After a great deal of travel-time pondering, I concluded
all I wanted was to be happy. The concept was simplistic
and obvious, yet has stimulated my actions throughout my
adulthood. My only wavering from this goal occurred during
the period of 1992 to 1995.
During an eleven-month period
from 1992 to 1993 I lost four friends to death. Three died
during the month of July in 1993, each through a different
method of death. The period following these events left
me in a deep depression. Unsure as to whether I could climb
out of the melancholy created by so many deaths, I decided
to revisit the idea of what I wanted most in life. Again
while travelling to and from work, I contemplated where
the joy was in my life. To my surprise the answer revealed
itself to be music.
With music I tend to be
a great listener. I find value in all forms of music, yet
can not sing a note to save a life and have only minor skills
as a musician. So to have music slap me awake as my greatest
reason for joy surprised me.
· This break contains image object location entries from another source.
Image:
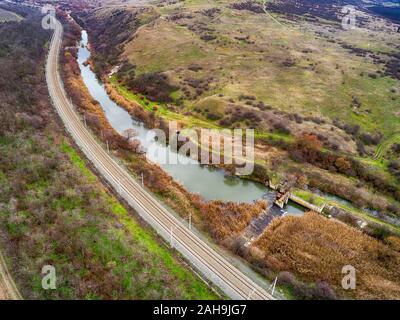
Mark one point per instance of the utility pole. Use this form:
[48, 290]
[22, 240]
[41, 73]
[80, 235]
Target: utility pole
[251, 293]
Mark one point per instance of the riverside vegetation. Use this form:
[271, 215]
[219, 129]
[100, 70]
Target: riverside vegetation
[54, 210]
[309, 277]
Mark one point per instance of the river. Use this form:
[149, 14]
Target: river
[211, 183]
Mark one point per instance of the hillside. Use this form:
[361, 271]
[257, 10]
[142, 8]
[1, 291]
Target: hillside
[54, 210]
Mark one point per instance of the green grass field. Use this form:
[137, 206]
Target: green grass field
[9, 16]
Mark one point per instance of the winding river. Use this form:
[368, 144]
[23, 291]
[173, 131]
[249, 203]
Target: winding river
[210, 183]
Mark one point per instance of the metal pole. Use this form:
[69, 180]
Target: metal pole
[171, 237]
[251, 294]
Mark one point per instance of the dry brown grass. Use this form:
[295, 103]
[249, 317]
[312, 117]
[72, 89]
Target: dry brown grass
[315, 248]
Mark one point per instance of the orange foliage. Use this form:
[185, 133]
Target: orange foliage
[226, 220]
[316, 248]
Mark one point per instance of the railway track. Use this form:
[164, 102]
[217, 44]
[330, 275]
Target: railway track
[202, 256]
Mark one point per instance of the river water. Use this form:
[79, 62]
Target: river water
[210, 183]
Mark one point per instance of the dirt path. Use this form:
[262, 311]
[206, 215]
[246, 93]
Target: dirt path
[8, 289]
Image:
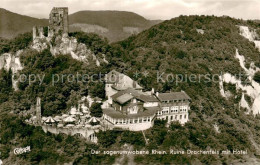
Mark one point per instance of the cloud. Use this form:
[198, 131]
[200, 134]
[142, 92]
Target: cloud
[151, 9]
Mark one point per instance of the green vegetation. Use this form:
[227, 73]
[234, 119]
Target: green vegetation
[19, 42]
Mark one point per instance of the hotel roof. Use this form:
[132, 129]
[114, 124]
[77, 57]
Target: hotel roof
[173, 96]
[118, 115]
[124, 98]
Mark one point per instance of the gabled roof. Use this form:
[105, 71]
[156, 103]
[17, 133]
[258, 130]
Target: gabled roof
[124, 98]
[118, 115]
[121, 81]
[173, 96]
[148, 98]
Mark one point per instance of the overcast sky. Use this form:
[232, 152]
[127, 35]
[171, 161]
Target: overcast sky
[151, 9]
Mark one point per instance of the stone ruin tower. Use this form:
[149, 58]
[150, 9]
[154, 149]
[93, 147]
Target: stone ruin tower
[58, 21]
[38, 110]
[38, 32]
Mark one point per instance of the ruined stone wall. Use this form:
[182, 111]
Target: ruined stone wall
[58, 21]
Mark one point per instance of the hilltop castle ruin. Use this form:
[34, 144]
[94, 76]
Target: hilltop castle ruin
[58, 23]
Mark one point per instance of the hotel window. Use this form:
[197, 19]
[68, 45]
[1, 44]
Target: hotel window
[166, 108]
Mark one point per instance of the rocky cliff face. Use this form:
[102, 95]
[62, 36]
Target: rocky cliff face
[11, 61]
[253, 88]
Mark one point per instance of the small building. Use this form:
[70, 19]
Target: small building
[116, 82]
[174, 106]
[131, 108]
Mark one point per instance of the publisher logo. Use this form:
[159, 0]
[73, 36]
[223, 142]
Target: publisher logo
[19, 151]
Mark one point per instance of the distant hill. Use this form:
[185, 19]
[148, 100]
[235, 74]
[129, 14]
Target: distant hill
[115, 25]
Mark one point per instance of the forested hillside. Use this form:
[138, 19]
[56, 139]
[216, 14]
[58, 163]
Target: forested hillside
[176, 46]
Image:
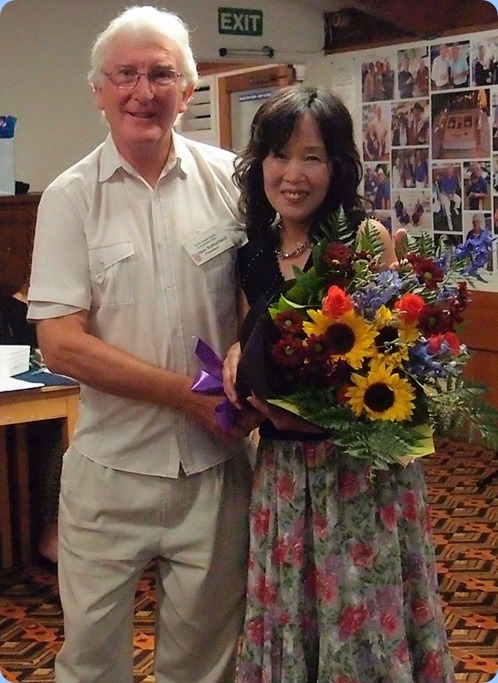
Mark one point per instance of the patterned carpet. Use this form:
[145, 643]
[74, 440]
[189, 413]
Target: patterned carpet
[465, 517]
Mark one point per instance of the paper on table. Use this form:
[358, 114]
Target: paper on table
[12, 384]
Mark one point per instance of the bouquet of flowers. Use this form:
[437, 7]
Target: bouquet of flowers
[372, 354]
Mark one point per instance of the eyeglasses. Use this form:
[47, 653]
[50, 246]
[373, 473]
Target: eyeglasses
[128, 76]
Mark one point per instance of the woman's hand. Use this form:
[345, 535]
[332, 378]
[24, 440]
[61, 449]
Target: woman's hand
[230, 365]
[283, 419]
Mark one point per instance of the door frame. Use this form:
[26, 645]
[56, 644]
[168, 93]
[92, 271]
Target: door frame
[277, 76]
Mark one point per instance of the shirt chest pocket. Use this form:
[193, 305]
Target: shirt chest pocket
[220, 271]
[110, 269]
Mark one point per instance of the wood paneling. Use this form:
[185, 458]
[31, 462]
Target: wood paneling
[17, 229]
[481, 336]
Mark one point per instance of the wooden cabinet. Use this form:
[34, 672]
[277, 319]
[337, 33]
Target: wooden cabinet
[480, 335]
[17, 229]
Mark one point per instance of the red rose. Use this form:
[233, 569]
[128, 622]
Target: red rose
[280, 552]
[348, 486]
[326, 586]
[409, 507]
[421, 612]
[410, 307]
[447, 341]
[336, 302]
[389, 623]
[352, 619]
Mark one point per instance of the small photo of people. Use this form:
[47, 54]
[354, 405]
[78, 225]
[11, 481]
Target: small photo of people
[495, 174]
[495, 120]
[410, 168]
[377, 77]
[376, 131]
[476, 185]
[477, 224]
[413, 73]
[447, 197]
[450, 66]
[461, 127]
[410, 123]
[412, 210]
[484, 62]
[377, 186]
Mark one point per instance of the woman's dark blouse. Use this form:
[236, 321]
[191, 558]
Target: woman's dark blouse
[14, 328]
[260, 276]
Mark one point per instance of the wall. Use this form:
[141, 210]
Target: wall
[342, 72]
[44, 49]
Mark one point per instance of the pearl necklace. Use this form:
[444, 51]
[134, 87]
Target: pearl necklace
[299, 249]
[302, 246]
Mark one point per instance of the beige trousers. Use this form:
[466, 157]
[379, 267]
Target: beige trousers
[111, 524]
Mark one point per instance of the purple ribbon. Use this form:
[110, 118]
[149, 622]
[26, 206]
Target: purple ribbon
[209, 380]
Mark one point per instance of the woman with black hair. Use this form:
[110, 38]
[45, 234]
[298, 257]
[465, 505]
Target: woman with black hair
[342, 584]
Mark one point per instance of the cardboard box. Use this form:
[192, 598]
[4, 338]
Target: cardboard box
[13, 359]
[7, 169]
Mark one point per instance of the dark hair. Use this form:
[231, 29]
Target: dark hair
[272, 127]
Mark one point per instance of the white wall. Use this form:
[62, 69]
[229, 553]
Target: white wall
[44, 49]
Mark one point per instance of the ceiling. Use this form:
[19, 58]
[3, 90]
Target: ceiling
[422, 19]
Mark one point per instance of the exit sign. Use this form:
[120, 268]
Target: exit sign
[240, 22]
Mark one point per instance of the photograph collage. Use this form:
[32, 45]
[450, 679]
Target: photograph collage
[429, 122]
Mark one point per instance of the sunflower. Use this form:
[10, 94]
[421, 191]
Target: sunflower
[394, 336]
[349, 337]
[381, 395]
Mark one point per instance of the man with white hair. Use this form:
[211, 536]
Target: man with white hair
[133, 258]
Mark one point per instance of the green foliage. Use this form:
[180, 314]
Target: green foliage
[460, 410]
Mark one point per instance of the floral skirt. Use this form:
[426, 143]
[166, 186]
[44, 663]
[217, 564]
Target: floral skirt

Once I uncovered this reality
about myself I focused on what I should do with the knowledge.
I did not purposefully decide
to express my grief through music, it just unfolded that
way. Starting in 1994 I began writing the album "C.
Pippin Lowe On The Horizon". As I sat at my keyboard
I would think about a lost friend and what came out was
recorded to my computer. It amazed me, the music that surfaced.
The song about my brother Jim was complicated yet pleasant
to listen to, just like he was. "Bejou B. Merry"
is jazzy and full of energy. I can mentally envision her
dancing to the music each time I hear it.
The wonder of writing this
music was the healing effect it had on my emotional state.